I think the internet has been a massively positive thing for news in general, as it so quickly allows people to do rapid fact checking, get access to contrary opinions, see comments on the articles and so on. If your dad doesn't do those things he probably wouldn't have been more informed before the internet, he'd have just quoted you other one-sided sources too. Fact checking things you want to believe in takes discipline and commitment, it isn't something that was broken by the internet.




You never had the types of crazy claims that you see in partisan media pre-internet.

Crazy stuff existed, but in not easily accessible forums to the average joe.


No, you had something far more dangerous: plausible-sounding false claims that were repeated without any challenge and therefore ended up being believed without question by a far higher percentage of the population.
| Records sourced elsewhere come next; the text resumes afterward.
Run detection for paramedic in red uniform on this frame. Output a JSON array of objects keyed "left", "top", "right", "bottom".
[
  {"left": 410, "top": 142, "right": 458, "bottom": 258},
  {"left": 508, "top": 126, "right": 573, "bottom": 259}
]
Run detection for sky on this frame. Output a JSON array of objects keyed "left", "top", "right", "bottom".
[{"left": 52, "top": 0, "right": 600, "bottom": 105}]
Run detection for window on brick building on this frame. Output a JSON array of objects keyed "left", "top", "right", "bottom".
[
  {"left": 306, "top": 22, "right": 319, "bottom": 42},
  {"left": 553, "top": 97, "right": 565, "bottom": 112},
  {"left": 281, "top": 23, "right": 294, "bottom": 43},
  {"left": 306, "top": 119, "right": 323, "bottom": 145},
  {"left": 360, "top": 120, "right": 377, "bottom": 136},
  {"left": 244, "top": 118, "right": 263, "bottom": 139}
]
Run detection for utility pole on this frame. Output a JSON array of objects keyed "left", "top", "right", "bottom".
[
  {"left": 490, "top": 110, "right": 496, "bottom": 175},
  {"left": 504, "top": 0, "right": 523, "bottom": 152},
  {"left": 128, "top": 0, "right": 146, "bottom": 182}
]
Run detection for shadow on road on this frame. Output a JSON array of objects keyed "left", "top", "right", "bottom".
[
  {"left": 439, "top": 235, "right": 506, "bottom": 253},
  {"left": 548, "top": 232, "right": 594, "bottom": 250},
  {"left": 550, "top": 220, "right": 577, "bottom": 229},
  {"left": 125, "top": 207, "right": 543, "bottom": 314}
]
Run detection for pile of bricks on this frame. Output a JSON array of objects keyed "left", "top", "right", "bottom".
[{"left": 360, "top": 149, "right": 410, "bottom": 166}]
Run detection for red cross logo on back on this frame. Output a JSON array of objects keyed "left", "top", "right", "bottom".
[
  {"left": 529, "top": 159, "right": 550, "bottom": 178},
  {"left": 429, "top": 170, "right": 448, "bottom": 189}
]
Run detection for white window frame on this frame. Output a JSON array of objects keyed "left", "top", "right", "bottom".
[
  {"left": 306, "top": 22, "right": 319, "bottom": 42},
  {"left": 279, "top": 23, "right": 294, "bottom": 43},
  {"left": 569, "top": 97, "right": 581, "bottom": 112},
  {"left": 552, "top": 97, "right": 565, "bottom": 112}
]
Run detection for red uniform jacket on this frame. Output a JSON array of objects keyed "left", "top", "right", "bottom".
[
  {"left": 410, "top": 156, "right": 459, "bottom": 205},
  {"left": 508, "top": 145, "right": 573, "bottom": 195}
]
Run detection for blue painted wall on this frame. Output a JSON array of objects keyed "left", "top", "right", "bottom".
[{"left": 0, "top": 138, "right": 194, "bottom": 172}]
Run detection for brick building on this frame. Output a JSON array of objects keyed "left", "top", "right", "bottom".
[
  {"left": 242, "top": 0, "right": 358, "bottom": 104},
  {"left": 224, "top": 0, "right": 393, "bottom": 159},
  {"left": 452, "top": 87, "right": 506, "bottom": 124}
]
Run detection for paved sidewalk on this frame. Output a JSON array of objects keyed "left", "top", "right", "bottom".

At least with the Internet, you can find refutations of false claims if you care to look.


You're forgetting about the Yellow Journalism era of the late 19th century.

Or the role of newspapers like the Boston Gazette during the lead up to the American Revolution, that mostly served to turn the populace against English rule.

Or the mass publication of seditious libels during Restoration England. If you want to talk about whacked-out conspiracy theories, you should see what was published in the 1660s through the 1680s. Popish Plot anyone?

The idea that journalists should be unbiased is a very, very modern one.


What I'm really curious about is what changed between the era of yellow journalism and the mid-twentieth century. I absolutely agree that people hearkening back to print journalism as a time when everything was fact-checked and reliable are mistaken, but it really does seem that journalism now is more sensationalist than in the recent past, just not the distant past. That means that print isn't the answer; there's something else to a society that makes its reporting either good or bad. What is it? Corporate power? General partisanship?


I've read that some posit that the switch to a subscription model in part effected the decline of yellow journalism. The subscription customer's purchase decision is potentially less driven by in-the-moment attention-grabbing and more by characteristics like informativeness and accuracy.


I'm talking about 20th century journalism.

We've essentially returned to 18th century quality, except with pictures and video now.